Untuk pengolahan tanah, kita mampu mencampurkan 10 kg pasir bersama tanah galian fungsinya untuk menaikkan porositas tanah. Kita campur tanah selanjutnya bersama pupuk kandang atau kompos yang sudah matang bersama ukuran 10 sampai 20 kg.  Setelah itu kami dapat beri tambahan dolomit atau kapur  pertanian sebanyak 300 gram.  Ukuran ini sangat mutlak untuk diperhatikan gara-gara buah naga benar-benar butuh kalsium dalam jumlah yang tinggi. 
Timbunan tanah yang telah di campur sarana berikut lantas disiram dengan air secukupnya. Biarkan lubang tanam berikut tertimbun tanah ulang dan mengering bersama pertolongan sinar matahari. Setelah tidak cukup lebih dua hingga tiga hari kemudian, kami memberikan pupuk TSP bersama dengan ukuran 25 gram. Berikan pupuk dengan langkah melingkar bersama jarak kurang lebih 10 cm dari tiang. Setelah kurang lebih satu hari, lubang tanam siap untuk ditanami.
Kita mampu menanam 4 bibit tanaman buah naga untuk satu tiang panjat. Bibit berikut ditanam bersama dengan cara melingkar bersama dengan jarak antar tiang bersama dengan bibit lebih kurang 10 cm. sehabis sistem tersebut, bibit dipindahkan dari bedengan ke polybag sementara. Kemudian bibit di tempatkan ke dalam galian tanah sedalam 10 hingga 15 cm. Lalu, bibit tersebut ditimbun bersama dengan tanah dan dipadatkan kembali.  Setelah 4 bibit berikut di tanam, kami sanggup mengikat tiap-tiap anggota tanaman yang menjulur sepanjang 20 hingga 30 cm. pengikatan tidak boleh terlampau kencang agar ruang gerak pertumbuhan buah naga tidak terganggu  selain itu ikatan yang amat kencang mampu melukai batang.
2. Pemupukan
Seperti halnya tanaman lain, budidaya buah naga pun perlu pemupukan. Pada awal pertumbuhan, pupuk yang dibutuhkan kudu banyak mengandung unsur nitrogen (N), sementara kecuali telah hingga pada fase bunga atau buah maka  pupuk yang diperlukan kudu mengandung fospor (P) dan kalium (K). Sangat tidak disarankan manfaatkan pupuk urea karena dapat membuat batang rusak dan membusuk.
Pemupukan dengan menggunakan pupuk kompos atau pupuk kandang bisa dilakukan setiap 3 bulan sekali bersama dosis 5-10 kg per lubang tanam. Pada sementara berbunga dan berbuahkita dapat  memberikan pupuk tambahan NPK sebanyak  50 gram dan ZK sebanyak 20 gram per lubang tanam.
Untuk setelah itu perlindungan pupuk disesuaikan bersama ukuran tanaman.
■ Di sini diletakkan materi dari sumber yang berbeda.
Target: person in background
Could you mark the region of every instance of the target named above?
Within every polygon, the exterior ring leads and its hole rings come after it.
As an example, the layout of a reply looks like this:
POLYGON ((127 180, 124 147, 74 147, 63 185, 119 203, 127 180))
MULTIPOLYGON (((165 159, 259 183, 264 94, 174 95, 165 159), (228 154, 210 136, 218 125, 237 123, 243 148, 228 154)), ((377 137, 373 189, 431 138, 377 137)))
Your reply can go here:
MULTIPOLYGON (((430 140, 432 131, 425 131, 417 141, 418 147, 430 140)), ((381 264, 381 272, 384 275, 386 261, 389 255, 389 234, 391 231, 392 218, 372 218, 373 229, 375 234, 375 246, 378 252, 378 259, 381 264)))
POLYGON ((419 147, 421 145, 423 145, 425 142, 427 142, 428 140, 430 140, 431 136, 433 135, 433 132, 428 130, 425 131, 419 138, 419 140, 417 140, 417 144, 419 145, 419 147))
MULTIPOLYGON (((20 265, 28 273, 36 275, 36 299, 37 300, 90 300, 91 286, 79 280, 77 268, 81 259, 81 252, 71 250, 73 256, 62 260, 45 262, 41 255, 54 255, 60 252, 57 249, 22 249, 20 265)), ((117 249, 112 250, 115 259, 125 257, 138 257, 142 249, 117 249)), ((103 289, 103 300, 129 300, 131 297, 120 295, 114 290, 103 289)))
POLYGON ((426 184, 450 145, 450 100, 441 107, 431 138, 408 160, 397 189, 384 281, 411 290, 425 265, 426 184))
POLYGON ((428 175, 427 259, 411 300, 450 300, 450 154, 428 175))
Untuk hasil yang lebih optimal kami bisa memberikan pupuk organik cair, pupuk hayati dan hormon perangsang buah.
3. Penyiraman
Untuk penyiraman tanaman bisa dikerjakan dengan mengalirkan air pada saluran – saluran drainase. Jika tidak, kami termasuk mampu mengfungsikan gembor air atau irigasi tetes. Banyak yang menyukai sistem irigasi tetes dikarenakan lebih hemat air dan tenaga kerja. Namun untuk sedia kan irigasi tetes membutuhkan biaya yang tidak sedikit.
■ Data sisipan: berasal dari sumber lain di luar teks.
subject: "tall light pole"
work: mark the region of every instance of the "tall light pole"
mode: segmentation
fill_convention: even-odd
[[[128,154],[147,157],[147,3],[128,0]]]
Penyiraman bersama dengan tehnik drainase dilaksanakan bersama dengan merendam parit sekitar 2 jam hingga air meresap ke di dalam tanah. Sementara jika pakai gembor, caranya air sebanyak 4 hingga 5 liter  disiramkan ke tiap tiap lubang tanam. Frekuensi penyiraman sesuaikan bersama dengan kondisi tanah terlebih jika tanah nampak kering dan tanaman terasa layu. Penyiraman dapat dilakukan dengan lebih intensif.
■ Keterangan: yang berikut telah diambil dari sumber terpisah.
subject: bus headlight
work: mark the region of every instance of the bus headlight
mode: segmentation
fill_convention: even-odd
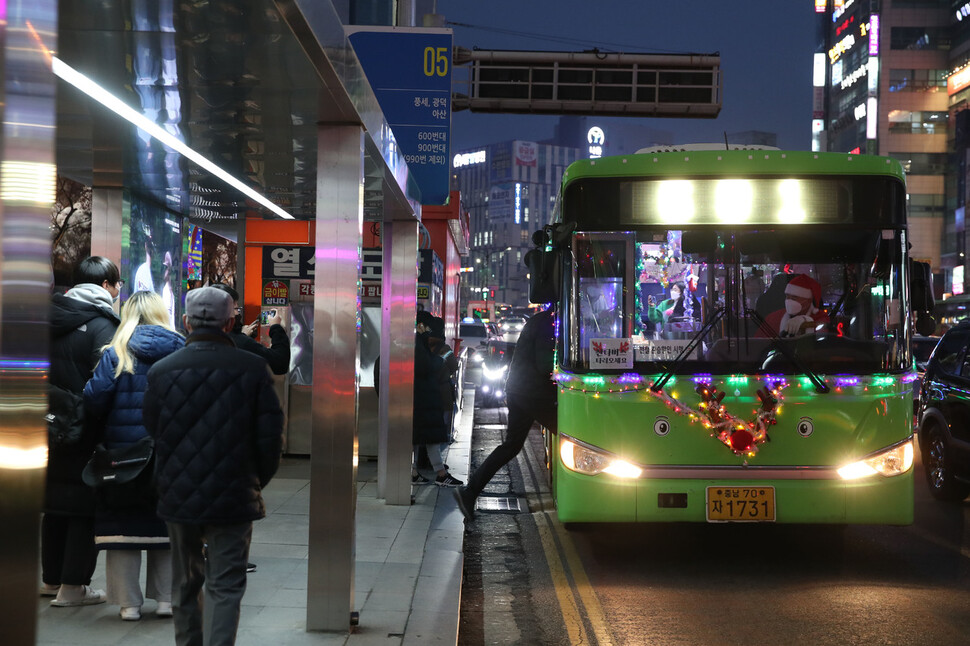
[[[864,460],[847,464],[839,469],[839,475],[844,480],[866,478],[876,474],[882,476],[898,476],[906,473],[913,466],[912,439],[870,456]]]
[[[563,466],[570,471],[595,476],[598,473],[608,473],[617,478],[639,478],[643,469],[626,460],[599,451],[591,446],[577,444],[565,437],[559,441],[559,457]]]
Sebagai perbandingan, untuk keadaan di musim kering biasanya penyiraman dikerjakan kurang lebih tiga kali sehari.  Penyiraman ini mampu dikurangi atau bahkan dihentikan jika tanaman telah menjadi berbunga dan berbuah. Hal ini dijalankan untuk menekan perkembangan tunas baru supaya buah dapat tumbuh optimal.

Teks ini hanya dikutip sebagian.